Ultra-processed foods are also addictive. They are often designed to be hyperpalatable, meaning that they are high in fat, sugar, and salt, which makes them taste good. This can lead people to eat more of these foods than they need or want.

If you are looking to improve your health, it is important to limit your intake of ultra-processed foods. Instead, focus on eating whole, unprocessed foods, such as fruits, vegetables, whole grains, and lean protein.

Ultra-Processed Foods: A Health Hazard

Here are some tips for avoiding ultra-processed foods:

  • Cook more meals at home. This will give you more control over the ingredients in your food.
  • Read food labels carefully. Avoid foods that contain a long list of ingredients, especially artificial ingredients.
  • Choose fresh, whole foods over processed foods. For example, eat a piece of fruit instead of a candy bar, or eat whole wheat bread instead of white bread.
  • Be mindful of your portion sizes. Ultra-processed foods are often high in calories and unhealthy fats, so it is important to eat them in moderation.
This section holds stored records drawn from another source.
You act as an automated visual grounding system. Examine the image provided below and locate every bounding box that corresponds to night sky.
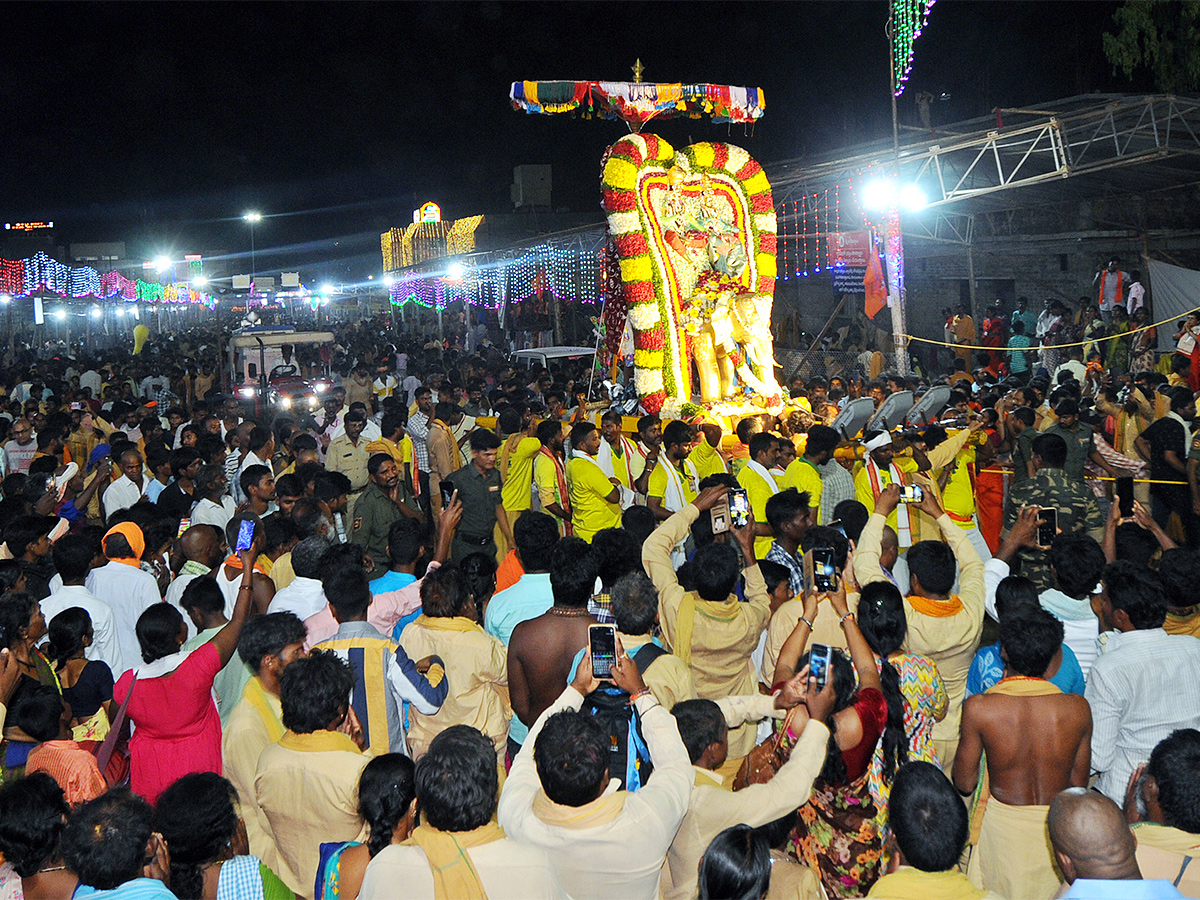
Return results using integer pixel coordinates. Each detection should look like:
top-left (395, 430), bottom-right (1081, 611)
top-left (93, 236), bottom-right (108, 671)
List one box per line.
top-left (0, 0), bottom-right (1148, 277)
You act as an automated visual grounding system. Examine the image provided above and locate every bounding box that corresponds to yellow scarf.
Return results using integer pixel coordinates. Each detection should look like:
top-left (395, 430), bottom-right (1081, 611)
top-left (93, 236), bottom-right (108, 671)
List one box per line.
top-left (415, 612), bottom-right (484, 631)
top-left (968, 676), bottom-right (1062, 846)
top-left (241, 676), bottom-right (284, 744)
top-left (533, 787), bottom-right (626, 830)
top-left (908, 594), bottom-right (962, 619)
top-left (404, 822), bottom-right (504, 900)
top-left (871, 865), bottom-right (988, 900)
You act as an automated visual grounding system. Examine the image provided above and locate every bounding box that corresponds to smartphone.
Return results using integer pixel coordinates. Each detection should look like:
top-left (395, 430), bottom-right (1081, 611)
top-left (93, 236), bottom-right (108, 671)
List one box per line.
top-left (233, 518), bottom-right (254, 553)
top-left (810, 547), bottom-right (838, 593)
top-left (730, 487), bottom-right (750, 528)
top-left (588, 625), bottom-right (617, 678)
top-left (1038, 506), bottom-right (1058, 547)
top-left (708, 497), bottom-right (730, 534)
top-left (809, 643), bottom-right (833, 689)
top-left (1117, 475), bottom-right (1133, 518)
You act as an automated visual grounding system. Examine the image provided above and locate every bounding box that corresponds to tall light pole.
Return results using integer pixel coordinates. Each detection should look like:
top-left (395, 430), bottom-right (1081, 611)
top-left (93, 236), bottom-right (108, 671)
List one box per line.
top-left (242, 212), bottom-right (263, 297)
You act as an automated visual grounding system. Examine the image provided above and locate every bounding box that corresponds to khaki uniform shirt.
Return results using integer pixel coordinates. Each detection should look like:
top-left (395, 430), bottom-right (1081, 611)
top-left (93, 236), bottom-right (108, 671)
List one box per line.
top-left (348, 481), bottom-right (403, 577)
top-left (325, 434), bottom-right (371, 491)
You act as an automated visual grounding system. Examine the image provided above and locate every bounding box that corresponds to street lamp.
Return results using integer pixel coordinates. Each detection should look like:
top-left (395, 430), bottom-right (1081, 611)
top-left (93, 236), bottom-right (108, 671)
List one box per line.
top-left (242, 212), bottom-right (263, 294)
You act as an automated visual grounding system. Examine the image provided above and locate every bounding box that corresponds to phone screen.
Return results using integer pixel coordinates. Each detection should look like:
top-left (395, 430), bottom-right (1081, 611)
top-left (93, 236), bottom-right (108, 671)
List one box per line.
top-left (809, 643), bottom-right (832, 688)
top-left (1038, 508), bottom-right (1058, 547)
top-left (588, 625), bottom-right (617, 678)
top-left (1117, 475), bottom-right (1133, 518)
top-left (812, 547), bottom-right (838, 592)
top-left (730, 488), bottom-right (750, 528)
top-left (234, 518), bottom-right (254, 553)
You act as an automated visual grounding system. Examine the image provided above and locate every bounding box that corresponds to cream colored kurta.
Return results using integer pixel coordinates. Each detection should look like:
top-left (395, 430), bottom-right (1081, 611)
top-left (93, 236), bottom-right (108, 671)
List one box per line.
top-left (652, 694), bottom-right (829, 900)
top-left (221, 676), bottom-right (295, 884)
top-left (254, 731), bottom-right (371, 898)
top-left (400, 617), bottom-right (512, 760)
top-left (359, 838), bottom-right (566, 900)
top-left (642, 511), bottom-right (768, 756)
top-left (854, 512), bottom-right (985, 772)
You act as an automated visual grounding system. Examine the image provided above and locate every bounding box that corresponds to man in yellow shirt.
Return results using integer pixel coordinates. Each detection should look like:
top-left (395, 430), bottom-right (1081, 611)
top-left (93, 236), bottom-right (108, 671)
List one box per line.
top-left (568, 422), bottom-right (620, 541)
top-left (738, 432), bottom-right (779, 559)
top-left (688, 421), bottom-right (730, 480)
top-left (497, 408), bottom-right (541, 532)
top-left (533, 419), bottom-right (574, 538)
top-left (779, 425), bottom-right (841, 524)
top-left (646, 420), bottom-right (700, 522)
top-left (854, 431), bottom-right (929, 553)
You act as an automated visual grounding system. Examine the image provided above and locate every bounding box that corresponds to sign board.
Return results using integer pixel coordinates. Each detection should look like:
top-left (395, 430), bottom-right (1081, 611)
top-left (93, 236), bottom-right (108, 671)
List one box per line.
top-left (827, 232), bottom-right (871, 269)
top-left (829, 265), bottom-right (866, 294)
top-left (413, 203), bottom-right (442, 222)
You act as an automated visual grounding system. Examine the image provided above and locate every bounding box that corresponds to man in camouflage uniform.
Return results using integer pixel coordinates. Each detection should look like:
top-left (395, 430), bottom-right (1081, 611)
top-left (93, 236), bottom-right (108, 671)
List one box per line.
top-left (1042, 397), bottom-right (1124, 487)
top-left (1004, 433), bottom-right (1104, 593)
top-left (349, 454), bottom-right (421, 578)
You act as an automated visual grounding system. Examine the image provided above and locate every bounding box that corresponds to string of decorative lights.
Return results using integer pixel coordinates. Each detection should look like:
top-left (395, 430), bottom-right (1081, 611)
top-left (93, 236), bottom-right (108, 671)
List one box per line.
top-left (0, 251), bottom-right (215, 306)
top-left (890, 0), bottom-right (937, 97)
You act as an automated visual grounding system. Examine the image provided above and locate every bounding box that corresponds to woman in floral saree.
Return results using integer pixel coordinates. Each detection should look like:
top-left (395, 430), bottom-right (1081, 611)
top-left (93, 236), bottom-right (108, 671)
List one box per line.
top-left (774, 582), bottom-right (892, 898)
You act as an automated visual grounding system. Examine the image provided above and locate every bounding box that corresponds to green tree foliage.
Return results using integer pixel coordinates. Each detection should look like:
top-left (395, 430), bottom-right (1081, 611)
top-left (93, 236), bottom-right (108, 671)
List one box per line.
top-left (1104, 0), bottom-right (1200, 94)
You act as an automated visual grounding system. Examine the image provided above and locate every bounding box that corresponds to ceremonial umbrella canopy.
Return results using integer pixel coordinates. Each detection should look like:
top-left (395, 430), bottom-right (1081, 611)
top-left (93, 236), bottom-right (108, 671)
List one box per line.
top-left (509, 60), bottom-right (767, 132)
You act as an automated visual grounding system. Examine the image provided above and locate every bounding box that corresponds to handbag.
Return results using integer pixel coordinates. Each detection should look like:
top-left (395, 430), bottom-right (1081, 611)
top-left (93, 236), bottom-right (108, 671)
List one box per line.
top-left (733, 707), bottom-right (798, 791)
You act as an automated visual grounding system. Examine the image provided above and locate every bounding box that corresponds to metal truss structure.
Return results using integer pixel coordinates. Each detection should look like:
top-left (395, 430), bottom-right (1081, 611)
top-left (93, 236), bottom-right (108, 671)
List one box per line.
top-left (768, 95), bottom-right (1200, 245)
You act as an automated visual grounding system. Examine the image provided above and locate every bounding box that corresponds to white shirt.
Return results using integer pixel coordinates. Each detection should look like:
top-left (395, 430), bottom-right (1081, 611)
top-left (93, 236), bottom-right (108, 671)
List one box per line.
top-left (192, 494), bottom-right (238, 534)
top-left (1084, 628), bottom-right (1200, 804)
top-left (42, 584), bottom-right (128, 676)
top-left (266, 575), bottom-right (329, 620)
top-left (88, 562), bottom-right (162, 678)
top-left (104, 475), bottom-right (146, 518)
top-left (497, 681), bottom-right (691, 900)
top-left (164, 572), bottom-right (202, 641)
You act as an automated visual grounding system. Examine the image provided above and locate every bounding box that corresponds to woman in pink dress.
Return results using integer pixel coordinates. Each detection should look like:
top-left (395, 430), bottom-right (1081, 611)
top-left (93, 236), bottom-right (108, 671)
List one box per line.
top-left (113, 542), bottom-right (255, 804)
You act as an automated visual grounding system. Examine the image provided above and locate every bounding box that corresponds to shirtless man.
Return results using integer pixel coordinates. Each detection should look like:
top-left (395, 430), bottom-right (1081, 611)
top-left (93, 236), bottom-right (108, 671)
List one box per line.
top-left (509, 538), bottom-right (598, 756)
top-left (954, 595), bottom-right (1092, 896)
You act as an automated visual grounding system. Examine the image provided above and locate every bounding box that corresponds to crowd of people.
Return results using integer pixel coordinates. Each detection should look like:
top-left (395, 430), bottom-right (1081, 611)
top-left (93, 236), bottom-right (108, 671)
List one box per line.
top-left (0, 292), bottom-right (1200, 900)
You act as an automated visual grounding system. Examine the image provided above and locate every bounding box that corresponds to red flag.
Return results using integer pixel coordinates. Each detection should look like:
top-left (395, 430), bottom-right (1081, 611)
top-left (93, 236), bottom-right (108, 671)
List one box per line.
top-left (863, 247), bottom-right (888, 319)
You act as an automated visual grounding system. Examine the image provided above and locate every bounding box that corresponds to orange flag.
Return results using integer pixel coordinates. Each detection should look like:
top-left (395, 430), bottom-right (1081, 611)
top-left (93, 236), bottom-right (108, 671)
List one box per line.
top-left (863, 247), bottom-right (888, 319)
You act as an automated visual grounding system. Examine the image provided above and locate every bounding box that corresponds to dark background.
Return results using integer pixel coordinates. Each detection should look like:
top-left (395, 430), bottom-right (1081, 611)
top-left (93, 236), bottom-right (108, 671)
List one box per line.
top-left (0, 0), bottom-right (1148, 277)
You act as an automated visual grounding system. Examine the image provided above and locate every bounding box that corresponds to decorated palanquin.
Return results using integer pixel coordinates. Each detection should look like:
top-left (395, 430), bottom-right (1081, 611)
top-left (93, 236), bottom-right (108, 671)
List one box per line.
top-left (601, 134), bottom-right (782, 416)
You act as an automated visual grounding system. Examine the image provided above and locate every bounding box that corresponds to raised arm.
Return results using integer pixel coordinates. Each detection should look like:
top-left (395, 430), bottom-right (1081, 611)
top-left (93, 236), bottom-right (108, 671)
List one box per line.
top-left (212, 548), bottom-right (255, 668)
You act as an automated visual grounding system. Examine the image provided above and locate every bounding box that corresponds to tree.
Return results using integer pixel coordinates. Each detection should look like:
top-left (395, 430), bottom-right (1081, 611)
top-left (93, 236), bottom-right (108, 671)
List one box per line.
top-left (1104, 0), bottom-right (1200, 94)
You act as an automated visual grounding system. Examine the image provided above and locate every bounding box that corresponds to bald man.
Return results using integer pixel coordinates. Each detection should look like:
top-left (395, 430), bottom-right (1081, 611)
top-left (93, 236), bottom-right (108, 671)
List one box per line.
top-left (1048, 787), bottom-right (1183, 900)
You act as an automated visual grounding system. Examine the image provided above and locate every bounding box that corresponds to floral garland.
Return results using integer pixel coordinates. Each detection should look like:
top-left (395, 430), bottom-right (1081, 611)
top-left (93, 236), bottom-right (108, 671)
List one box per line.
top-left (601, 134), bottom-right (776, 414)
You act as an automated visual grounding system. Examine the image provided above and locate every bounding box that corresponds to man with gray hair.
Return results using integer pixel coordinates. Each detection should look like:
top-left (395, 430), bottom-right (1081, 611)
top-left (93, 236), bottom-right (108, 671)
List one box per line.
top-left (1046, 787), bottom-right (1183, 900)
top-left (266, 535), bottom-right (329, 620)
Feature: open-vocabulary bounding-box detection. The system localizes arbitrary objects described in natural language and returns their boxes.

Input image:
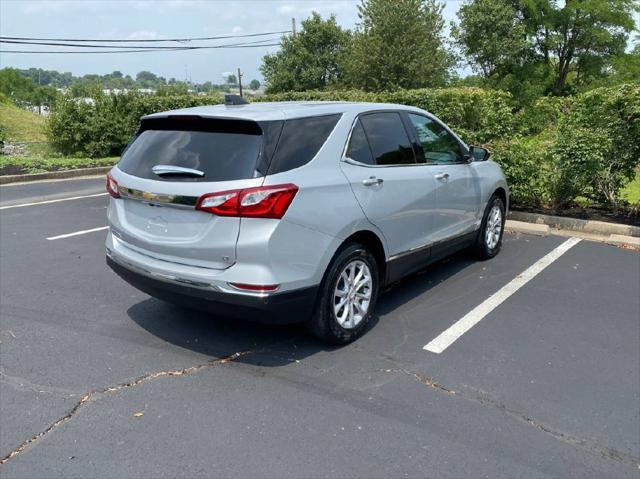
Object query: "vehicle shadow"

[127,253,475,367]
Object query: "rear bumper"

[107,253,318,324]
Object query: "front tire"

[473,195,505,259]
[309,243,380,344]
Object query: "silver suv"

[106,102,509,343]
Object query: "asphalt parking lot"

[0,179,640,478]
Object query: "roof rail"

[224,93,249,106]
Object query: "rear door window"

[409,113,464,163]
[347,120,375,165]
[118,117,263,181]
[269,115,341,175]
[360,112,416,165]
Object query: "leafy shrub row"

[49,84,640,209]
[490,85,640,210]
[48,92,222,158]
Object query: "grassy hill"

[0,98,47,141]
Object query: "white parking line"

[47,226,109,241]
[0,193,109,210]
[422,238,580,354]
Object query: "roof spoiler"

[224,93,249,106]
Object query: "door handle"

[362,176,384,186]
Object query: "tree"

[345,0,455,91]
[454,0,640,95]
[451,0,528,78]
[260,12,351,92]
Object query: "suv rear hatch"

[109,116,282,269]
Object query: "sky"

[0,0,468,83]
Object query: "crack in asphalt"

[400,369,640,469]
[0,350,255,465]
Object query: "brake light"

[107,173,120,198]
[196,183,298,219]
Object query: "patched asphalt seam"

[0,351,255,465]
[400,369,640,469]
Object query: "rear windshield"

[118,117,263,181]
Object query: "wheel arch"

[492,186,509,211]
[337,230,387,286]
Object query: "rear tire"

[308,243,380,344]
[473,195,505,260]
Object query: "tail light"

[107,173,120,198]
[229,283,280,293]
[196,183,298,219]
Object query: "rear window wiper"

[151,165,204,177]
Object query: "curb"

[0,166,113,185]
[509,211,640,238]
[504,220,550,236]
[607,235,640,249]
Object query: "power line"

[0,37,278,50]
[0,43,280,55]
[0,30,291,43]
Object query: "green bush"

[492,135,554,207]
[559,84,640,208]
[47,91,222,158]
[43,84,640,214]
[491,85,640,210]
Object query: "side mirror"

[469,146,491,161]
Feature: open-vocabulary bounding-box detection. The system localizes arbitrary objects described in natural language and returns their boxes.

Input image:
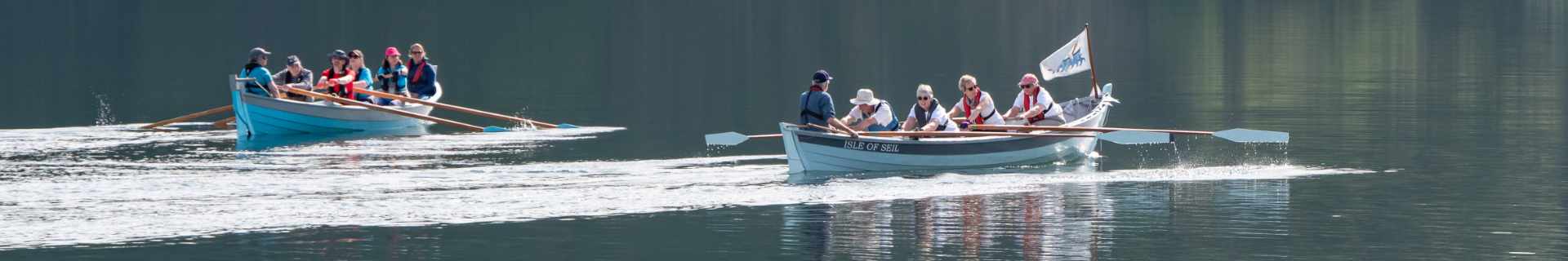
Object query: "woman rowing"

[947,75,1002,130]
[315,50,354,99]
[1002,73,1068,126]
[839,89,898,131]
[902,84,958,131]
[376,46,408,104]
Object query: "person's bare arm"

[828,117,861,138]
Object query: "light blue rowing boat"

[229,75,442,139]
[779,84,1116,174]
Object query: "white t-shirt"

[1013,87,1062,117]
[850,100,892,125]
[903,103,958,131]
[953,92,1004,125]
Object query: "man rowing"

[947,75,1002,130]
[902,84,958,131]
[1002,73,1067,126]
[273,55,314,100]
[240,46,281,97]
[796,70,861,138]
[840,89,898,131]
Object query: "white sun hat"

[850,89,881,104]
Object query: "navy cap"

[811,70,833,83]
[251,46,273,58]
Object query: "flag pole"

[1084,22,1099,97]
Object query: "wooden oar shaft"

[141,104,234,128]
[354,89,555,128]
[278,87,484,131]
[212,116,235,128]
[969,125,1214,135]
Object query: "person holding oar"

[796,70,861,138]
[900,84,958,131]
[1002,73,1068,126]
[376,46,408,104]
[240,46,283,97]
[273,55,314,100]
[947,75,1002,130]
[322,50,372,102]
[840,89,898,131]
[408,42,436,100]
[315,50,354,99]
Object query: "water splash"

[92,92,119,126]
[0,149,1365,249]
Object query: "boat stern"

[779,122,806,174]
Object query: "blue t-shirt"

[798,91,835,126]
[376,64,408,92]
[354,67,376,85]
[240,65,273,97]
[240,65,273,86]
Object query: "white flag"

[1040,28,1093,82]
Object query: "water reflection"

[234,125,430,150]
[779,179,1290,259]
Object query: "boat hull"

[229,74,441,139]
[779,88,1113,174]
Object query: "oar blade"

[1096,130,1171,145]
[702,131,750,145]
[1214,128,1290,144]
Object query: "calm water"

[0,0,1568,259]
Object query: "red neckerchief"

[408,58,430,82]
[1024,89,1040,111]
[964,91,983,122]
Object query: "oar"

[212,116,234,128]
[702,131,784,145]
[141,104,234,128]
[354,89,577,128]
[287,87,506,133]
[969,125,1290,144]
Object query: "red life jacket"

[964,92,996,123]
[1024,89,1050,123]
[408,58,430,83]
[322,69,359,99]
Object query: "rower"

[376,46,408,106]
[240,46,281,97]
[796,70,861,138]
[902,84,958,131]
[1002,73,1068,126]
[840,89,898,131]
[947,75,1002,130]
[408,42,436,100]
[315,50,354,99]
[273,55,314,100]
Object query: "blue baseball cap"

[811,70,833,83]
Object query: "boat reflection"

[779,179,1289,259]
[235,125,430,150]
[784,161,1094,184]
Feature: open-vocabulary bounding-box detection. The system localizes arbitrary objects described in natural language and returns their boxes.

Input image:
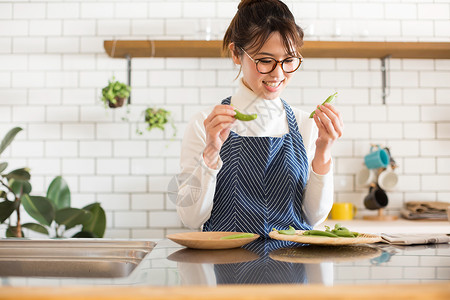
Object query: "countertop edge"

[0,281,450,300]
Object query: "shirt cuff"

[309,159,334,179]
[200,153,223,176]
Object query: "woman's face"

[231,32,294,100]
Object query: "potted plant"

[137,108,176,136]
[102,77,131,108]
[0,127,106,238]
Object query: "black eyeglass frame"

[239,47,303,74]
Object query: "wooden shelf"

[104,40,450,59]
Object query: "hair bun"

[238,0,264,10]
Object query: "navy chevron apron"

[203,97,311,238]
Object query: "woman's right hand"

[203,105,236,169]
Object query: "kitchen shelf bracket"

[125,54,131,104]
[381,55,391,104]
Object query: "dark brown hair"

[222,0,304,56]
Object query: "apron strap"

[281,99,298,133]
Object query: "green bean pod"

[303,229,338,237]
[234,109,258,121]
[220,233,254,240]
[273,226,296,235]
[331,230,355,237]
[309,92,337,118]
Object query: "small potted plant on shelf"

[137,108,176,136]
[102,77,131,108]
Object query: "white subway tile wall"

[0,0,450,241]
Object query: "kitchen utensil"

[364,184,389,210]
[364,145,389,169]
[167,231,259,249]
[378,165,398,191]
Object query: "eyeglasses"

[239,47,303,74]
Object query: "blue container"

[364,145,389,169]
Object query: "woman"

[177,0,343,237]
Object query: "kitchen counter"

[0,237,450,300]
[316,218,450,234]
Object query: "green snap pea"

[303,229,338,237]
[309,92,337,118]
[234,109,258,121]
[272,226,296,235]
[303,223,359,238]
[331,230,355,237]
[220,233,254,240]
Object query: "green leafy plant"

[22,176,106,238]
[101,77,131,108]
[137,108,176,136]
[0,127,106,238]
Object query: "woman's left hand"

[312,103,344,174]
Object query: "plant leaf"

[47,176,70,209]
[55,207,92,230]
[6,226,25,237]
[0,162,8,173]
[10,180,31,195]
[83,203,106,238]
[0,199,17,224]
[20,194,55,226]
[22,223,48,235]
[0,127,22,154]
[5,168,31,181]
[72,231,98,238]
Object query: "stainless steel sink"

[0,239,156,278]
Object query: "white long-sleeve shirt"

[177,80,334,229]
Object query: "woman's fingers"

[205,104,236,122]
[315,104,343,139]
[325,103,344,128]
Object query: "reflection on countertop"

[1,239,450,287]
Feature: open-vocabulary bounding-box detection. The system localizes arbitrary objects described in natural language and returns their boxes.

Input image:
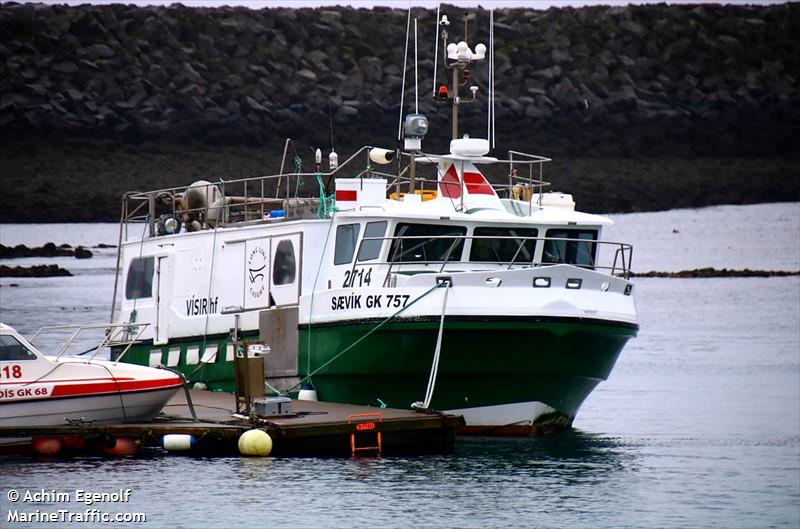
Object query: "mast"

[434,15,486,140]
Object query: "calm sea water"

[0,203,800,528]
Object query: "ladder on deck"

[347,413,383,457]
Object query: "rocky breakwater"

[0,3,800,156]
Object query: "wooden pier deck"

[0,390,464,457]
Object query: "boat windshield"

[0,334,36,362]
[469,226,538,263]
[542,229,597,267]
[389,223,467,263]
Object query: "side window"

[358,220,388,261]
[333,224,361,264]
[389,223,467,263]
[542,229,597,267]
[469,227,539,263]
[0,336,36,362]
[125,257,155,299]
[272,240,297,285]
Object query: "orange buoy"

[31,437,61,456]
[103,436,140,457]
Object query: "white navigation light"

[456,40,472,61]
[369,147,394,165]
[406,114,428,138]
[403,114,428,151]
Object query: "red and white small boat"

[0,323,183,428]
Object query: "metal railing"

[349,234,633,286]
[120,146,390,238]
[120,144,551,238]
[29,323,149,361]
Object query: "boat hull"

[300,316,637,435]
[0,385,180,427]
[111,316,638,436]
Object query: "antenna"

[328,96,339,172]
[486,9,494,146]
[432,3,442,97]
[328,96,333,150]
[397,5,411,142]
[489,9,495,149]
[414,18,419,114]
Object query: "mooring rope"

[286,282,445,393]
[411,280,450,410]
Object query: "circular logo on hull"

[247,246,267,298]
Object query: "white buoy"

[161,433,197,452]
[239,430,272,457]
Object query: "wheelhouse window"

[469,226,539,263]
[0,335,36,362]
[272,240,297,285]
[358,220,389,261]
[542,229,597,267]
[125,257,155,299]
[333,224,361,265]
[389,223,467,263]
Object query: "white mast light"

[403,114,428,151]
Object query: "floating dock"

[0,390,464,457]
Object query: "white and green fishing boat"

[115,11,638,435]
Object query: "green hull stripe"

[298,315,639,331]
[299,319,636,417]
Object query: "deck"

[0,390,464,457]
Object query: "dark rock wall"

[0,3,800,157]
Instead, try making some healthier choices:

  • Instead of sugary drinks, choose water, unsweetened tea, or coffee.
  • Instead of packaged snacks, choose fresh fruit, nuts, or seeds.
  • Instead of instant noodles, make your own noodles using fresh ingredients.
  • Instead of frozen meals, cook your own meals at home and freeze them for later.
  • Instead of processed meats, choose lean protein sources such as chicken, fish, or tofu.
  • Instead of fast food, choose healthier options such as a salad, sandwich, or soup.

Making small changes to your diet can make a big difference to your health. By limiting your intake of ultra-processed foods, you can reduce your risk of chronic diseases and improve your overall well-being.